Comparability, Scalability And Other Challenges
“If you find something that seems to be working very well, that’s yielding strong ROI for a client — whether it’s the data set or the platform, or a combination of factors — then you of course want to scale that up,” Toller says. “But everybody seems to have a different way of approaching modeling and targeting. Everyone has their own ‘secret sauce’ for yielding the best performance for the client. So doing valid comparisons of performance, and understanding why one way worked better than another, can be a challenge for agencies and clients.”

Looking at the broader picture, Toller stresses that the lack of consistent metrics and a common currency “within and across” channels and media is one of the biggest obstacles to more mainstream adoption of programmatic practices in television.

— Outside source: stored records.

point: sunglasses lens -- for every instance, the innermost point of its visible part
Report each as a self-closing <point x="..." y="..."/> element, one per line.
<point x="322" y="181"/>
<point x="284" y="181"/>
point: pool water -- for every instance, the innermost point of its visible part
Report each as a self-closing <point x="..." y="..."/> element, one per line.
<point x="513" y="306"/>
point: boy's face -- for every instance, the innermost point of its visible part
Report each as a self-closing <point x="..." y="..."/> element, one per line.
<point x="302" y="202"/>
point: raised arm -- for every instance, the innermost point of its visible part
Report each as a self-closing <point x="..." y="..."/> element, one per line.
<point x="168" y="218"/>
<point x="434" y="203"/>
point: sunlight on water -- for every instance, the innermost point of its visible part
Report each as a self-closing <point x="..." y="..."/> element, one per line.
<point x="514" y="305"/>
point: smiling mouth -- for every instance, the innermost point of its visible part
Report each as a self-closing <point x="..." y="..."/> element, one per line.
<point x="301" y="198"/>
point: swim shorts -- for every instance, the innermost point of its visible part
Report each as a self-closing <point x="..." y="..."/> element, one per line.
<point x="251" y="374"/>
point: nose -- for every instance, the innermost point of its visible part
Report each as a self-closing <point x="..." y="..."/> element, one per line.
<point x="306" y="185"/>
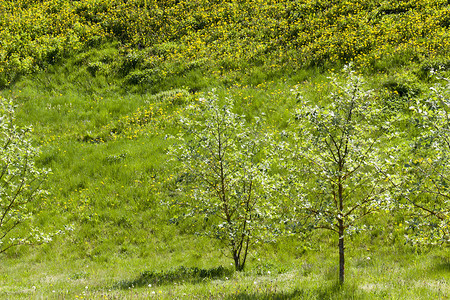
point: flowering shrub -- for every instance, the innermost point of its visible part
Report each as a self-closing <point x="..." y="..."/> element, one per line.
<point x="276" y="33"/>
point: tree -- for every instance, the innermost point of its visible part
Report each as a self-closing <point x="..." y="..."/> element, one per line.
<point x="427" y="184"/>
<point x="20" y="181"/>
<point x="224" y="175"/>
<point x="339" y="159"/>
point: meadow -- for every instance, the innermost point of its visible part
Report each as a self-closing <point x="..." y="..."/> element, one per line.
<point x="104" y="85"/>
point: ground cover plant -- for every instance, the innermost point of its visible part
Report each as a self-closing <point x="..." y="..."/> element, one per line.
<point x="104" y="85"/>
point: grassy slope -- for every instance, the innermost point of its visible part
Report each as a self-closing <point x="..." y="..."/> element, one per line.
<point x="101" y="110"/>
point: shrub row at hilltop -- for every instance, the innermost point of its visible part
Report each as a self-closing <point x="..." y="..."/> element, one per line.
<point x="223" y="35"/>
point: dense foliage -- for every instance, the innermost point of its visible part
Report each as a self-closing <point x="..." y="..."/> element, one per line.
<point x="104" y="85"/>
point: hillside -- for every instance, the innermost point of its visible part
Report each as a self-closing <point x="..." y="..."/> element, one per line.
<point x="104" y="83"/>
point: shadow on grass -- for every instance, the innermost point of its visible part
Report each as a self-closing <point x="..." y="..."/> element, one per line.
<point x="181" y="274"/>
<point x="326" y="292"/>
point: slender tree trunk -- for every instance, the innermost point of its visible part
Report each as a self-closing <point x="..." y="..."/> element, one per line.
<point x="341" y="230"/>
<point x="237" y="262"/>
<point x="341" y="252"/>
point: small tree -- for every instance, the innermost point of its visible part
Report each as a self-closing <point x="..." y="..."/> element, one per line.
<point x="427" y="183"/>
<point x="20" y="181"/>
<point x="339" y="159"/>
<point x="225" y="177"/>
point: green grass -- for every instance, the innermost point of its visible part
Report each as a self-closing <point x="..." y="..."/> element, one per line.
<point x="103" y="108"/>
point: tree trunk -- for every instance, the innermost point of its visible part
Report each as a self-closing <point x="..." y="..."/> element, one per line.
<point x="341" y="252"/>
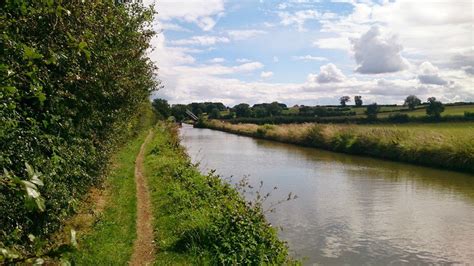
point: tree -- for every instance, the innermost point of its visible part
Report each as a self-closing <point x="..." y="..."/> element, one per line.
<point x="161" y="107"/>
<point x="260" y="112"/>
<point x="179" y="111"/>
<point x="435" y="108"/>
<point x="412" y="101"/>
<point x="372" y="110"/>
<point x="215" y="114"/>
<point x="344" y="99"/>
<point x="242" y="110"/>
<point x="275" y="109"/>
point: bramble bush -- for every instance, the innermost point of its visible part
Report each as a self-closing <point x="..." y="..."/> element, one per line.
<point x="73" y="76"/>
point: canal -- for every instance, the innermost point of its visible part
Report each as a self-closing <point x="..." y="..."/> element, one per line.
<point x="350" y="209"/>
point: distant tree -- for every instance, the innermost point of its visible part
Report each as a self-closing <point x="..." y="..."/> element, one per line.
<point x="260" y="112"/>
<point x="242" y="110"/>
<point x="179" y="111"/>
<point x="275" y="108"/>
<point x="434" y="108"/>
<point x="344" y="99"/>
<point x="412" y="101"/>
<point x="161" y="107"/>
<point x="215" y="113"/>
<point x="372" y="110"/>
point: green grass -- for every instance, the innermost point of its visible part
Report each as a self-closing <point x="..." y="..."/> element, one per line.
<point x="199" y="219"/>
<point x="110" y="241"/>
<point x="445" y="145"/>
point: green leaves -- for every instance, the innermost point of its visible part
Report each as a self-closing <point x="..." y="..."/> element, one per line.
<point x="33" y="198"/>
<point x="30" y="53"/>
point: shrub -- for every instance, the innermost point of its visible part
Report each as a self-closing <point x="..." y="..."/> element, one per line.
<point x="75" y="76"/>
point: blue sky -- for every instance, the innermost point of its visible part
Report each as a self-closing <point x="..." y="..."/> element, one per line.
<point x="313" y="52"/>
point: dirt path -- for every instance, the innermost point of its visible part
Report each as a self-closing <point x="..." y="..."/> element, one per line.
<point x="144" y="247"/>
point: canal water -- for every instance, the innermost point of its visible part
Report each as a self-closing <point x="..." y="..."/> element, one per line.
<point x="350" y="209"/>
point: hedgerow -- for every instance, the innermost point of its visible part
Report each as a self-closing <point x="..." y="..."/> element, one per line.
<point x="73" y="76"/>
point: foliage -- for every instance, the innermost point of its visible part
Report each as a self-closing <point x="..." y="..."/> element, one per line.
<point x="344" y="99"/>
<point x="242" y="110"/>
<point x="201" y="217"/>
<point x="74" y="75"/>
<point x="161" y="107"/>
<point x="372" y="110"/>
<point x="434" y="108"/>
<point x="412" y="101"/>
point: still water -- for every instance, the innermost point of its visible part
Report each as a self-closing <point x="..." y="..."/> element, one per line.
<point x="350" y="209"/>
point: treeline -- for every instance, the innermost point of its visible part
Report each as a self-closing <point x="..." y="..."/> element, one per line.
<point x="74" y="78"/>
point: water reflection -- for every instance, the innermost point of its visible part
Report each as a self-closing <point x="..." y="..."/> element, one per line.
<point x="351" y="209"/>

While she doesn’t expect overnight change, she says she looks forward to the time when systems and practices will be streamlined enough to allow for buying on a performance basis, meaning paying only for impressions actually delivered.

“If we can use the technology coming on in the programmatic space that allows for monitoring more or less in real time, we can also get away from makegoods and all of the antiquated practices that are a huge drain on resources on both sides,” she adds.

A longer-term wish: “If someone could come up with a solution for every client to be able to tie every impression back to some type of an action, that would be the Holy Grail.”

The Mandate For Change
Empower did “quite a few” programmatic deals for clients at 2016’s upfronts, but such deals will likely continue to grow incrementally each year in the industry, rather than “leap from 10% to 80% of deals in one year,” she says — much as she’s hoping for much more widespread PTV adoption within just two or three years.

“Marketers are just not in a position where they can continue to commit to four quarters of advertising and be tied to 70% of that,” Toller stresses. “Everyone now is held to EBITDA or ROI or other KPIs, and when you have these antiquated models, marketers have a very hard time operating and being able to react to the business under those circumstances.”

While she’s pleased that some television network groups are beginning to offer enriched-data options, lingering resistance to change is without question one key obstacle to faster PTV adoption, Toller says.

One factor behind reluctance to move away from the predictable, largely controllable GRP-based business model, she acknowledges, is that enabling different advertisers to target varying, data-enriched segments “makes it very difficult for the sellers to manage their inventories and project revenue, because they don’t know how many impressions they have to sell in the marketplace.”

Still, she says, such reservations and obstacles must be overcome.

“Many [sellers] I’ve spoken with say, ‘We’re heavily sold, and we’ve had quarter over quarter ratings growth, and there’s no need for us to move into programmatic,’” Toller notes. “But that has nothing to do with why you would venture into programmatic. You would do that to give your clients what they want, which is the ability to use different data sets to minimize the waste in the audiences they’re reaching, to improve their ROI. Those groups that are starting to move in that direction are putting themselves in a good place to gain share from networks that aren’t. And those that aren’t should remember that there are many examples of industries that were undone by thinking that they didn’t need to change.”

She’s quick to add that resistance to change is also common within agencies and present to some extent even in client organizations.

“The key parties need to collaborate to identify and quell these fears,” she says. “They also need to work together to remove barriers such as siloed organizational structures, sales-channel conflicts, and resistance to adopting new targeting, measurement and currency standards. At the end of the day, we’re all buying content. So we need to align around content, not get hung up on where and how it’s delivered.

“We also need to standardize API specs, and create a common nomenclature,” Toller adds. “We need partners to be forthright about fees and inventory sources. And we need to learn from what’s happened in the digital space. We should apply what’s worked there to the video space and avoid repeating what hasn’t worked.”